Regional Alignments and International Reaction
Since 1991, the U.S. has been behind the successes of the Kurdistan Region of Iraq, providing it with protection, funds, aiding, and training, as well as political support in Baghdad. But before the referendum, Kurdish leadership had already started approaching Russia amid U.S. concerns over the vote. If the U.S. fails to bring together Erbil and Baghdad, Kurdish leaders are likely to continue to seek help from Russia, believing it could better deter Turkey and Iran, which have been brought closer by the referendum. Kurdish leadership is also looking to Russian energy investment in Iraqi Kurdistan to finance its future budget: Russian oil company Rosneft is building a gas pipeline to deliver the region’s gas to the international market.

Turkey and Iran share borders with Kurdistan and fear that their own internal Kurdish opposition parties will be inspired by their Iraqi brethren. Iran also fears that an independent Kurdish state would support Israel and Saudi Arabia to the detriment of Iran’s regional influence. Turkey and Iran’s continued opposition will greatly exacerbate economic problems for landlocked Kurdistan, which currently depends on these countries for imports and for maritime trade to international markets, especially to export oil, the Kurdish government’s main source of revenue. Kurdistan imports 85 percent of food and other goods from Iran and Turkey, and 95 percent of its budget depends on oil exports through Turkey. Turkish sanctions could easily suffocate the Kurdish state, as currently Kurdistan’s only route to sell oil is through pipelines passing through Turkish territory. Such moves would be economically devastating to a region already experiencing a severe financial crisis and hampered with billions of dollars in local and international debt.

Kurdish leadership should be more careful than they were in the pre-referendum era, as future mistakes will not only hamper their efforts for an independent state, but also risk the relative stability and improved standard of living many Kurds have experienced in the past decade.

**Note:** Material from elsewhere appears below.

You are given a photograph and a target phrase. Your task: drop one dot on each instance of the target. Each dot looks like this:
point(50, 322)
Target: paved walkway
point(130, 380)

The Kurdish dream for independence will always remain alive, so Kurdish leaders should not further step toward independence without the U.S. support and in agreement with the Iraqi government and regional countries, particularly Turkey. Any unilateral move will be suicidal.

Policy Implications
Although international opposition angered Barzani and the KDP leadership, it has also given leverage to Gorran, the KIG, a faction of the PUK, and others who opposed the referendum. Although the U.S., E.U., U.K., and U.N think that the Kurdish leadership put its interests and gains against the Islamic State at risk, they should not hesitate, despite their 26-year support for the Kurds and the KRG, to further pressure the Kurdish leadership to start negotiations and dialogue with Baghdad. The Kurdish people are the most pro-western in the region. Abandoning them in these difficult times would not be wise, and the Kurds should not become victims of their leadership. The fate of Kurdistan—a region in which the U.S. has done much to help and build hope—is uncertain, but it is possible to build a better and more democratic future.

Meanwhile, the international community should reiterate their calls for holding elections on time and resuming the political process. While it is understandable that existing officeholders stayed in office past their terms amid the war against the Islamic State, democratization and reforms are existentially connected to the parliamentary and presidential elections in November 2017. The referendum may well destabilize the region; however, there is also a high possibility that postponing the elections will lead the region into chaos and instability. To save the Kurdistan region and Iraq from turmoil, the U.S., E.U., and U.N. should support fair elections being held on time, which may lead to changing Kurdish dynamics that will help Baghdad-Erbil negotiations become even more successful.